Tags: #Histórico, Romántico

Un grito al cielo (76 page)

¿Nunca dejaría de maravillarle, de asolar su corazón y su pensamiento? ¿O era simplemente que aquellos quince años de amargo exilio en Istanbul habían acrecentado de tal forma su avidez que aquel espectáculo nunca le bastaría? Siempre hechicera, siempre misteriosa, y siempre cruel, su ciudad, Venecia, el sueño que se hacía realidad una y otra vez.

Carlo se llevó el coñac a los labios. Sintió que el licor le quemaba en la garganta. Se le enturbió la vista momentáneamente, y cuando se le aclaró el viento le escoció en los ojos. Las gaviotas se elevaban hacia el firmamento.

Dio media vuelta, casi perdió el equilibrio. Distinguió a sus hombres de confianza, sus
bravi
, sombras en un extremo de la
piazza
, que se acercaban, temerosos de ayudarle, dispuestos a intervenir sí se caía.

Carlo sonrió. Sostuvo el cuello de la botella y luego bebió un gran trago. La multitud se convirtió en una indolente masa de color reflejada en el agua, tan anodina como la lluvia que había terminado por disolverse en una bruma silenciosa.

—Por ti —susurró al aire que lo rodeaba, al cielo, a aquel prodigio sólido y evanescente—, por ti lo sacrifico todo: mi sangre, mi sudor, mi conciencia. —Cerró los ojos y escuchó el viento. Dejó que le helase la piel en aquella deliciosa ebriedad, más allá del dolor, más allá de la pena—. Por ti, yo asesino —musitó—, por ti, yo mato.

Abrió los ojos. Todos aquellos nobles de túnicas escarlata habían desaparecido. Y por un instante, imaginó complacido que uno a uno se ahogaban en el agua.

—Volvamos a casa, excelencia.

Se volvió. Era Federico, el audaz, el que se jactaba de ser sirviente y bravo a la vez, y de nuevo se llevó el coñac a los labios y lo paladeó antes de haber tomado la decisión de beber.

—Enseguida, enseguida… —Quería hablar pero un velo de lágrimas le distorsionaba la visión; habitaciones vacías, la cama de ella vacía, sus vestidos todavía en los colgadores y el perfume que persistía levemente—. El tiempo no cura nada —dijo en voz alta—. ¡Ni su muerte, ni su pérdida, ni que en su agonía pronunciara el nombre de Tonio!

—¡
Signore
! —Federico señaló con la mirada una figura oscura, ridícula en su repentino retroceso, uno de aquellos abominables e inevitables espías del estado.

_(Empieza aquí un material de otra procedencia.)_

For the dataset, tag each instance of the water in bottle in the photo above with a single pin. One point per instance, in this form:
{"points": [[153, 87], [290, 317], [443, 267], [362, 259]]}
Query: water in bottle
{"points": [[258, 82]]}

—Demándame —rió Carlo—. ¿Lo harás? «Está borracho en la plaza porque su esposa es pasto de los gusanos». —Apartó a Federico con la palma de la mano.

La multitud aumentaba, cobraba vida, y se arremolinaba aquí y allá para volverse compacta al poco rato. La lluvia, racheada por el viento, caía sobre sus párpados y sus labios, estirados en una sonrisa que sensibilizaba todo su rostro. Caminó hacia un lado y dio otro trago.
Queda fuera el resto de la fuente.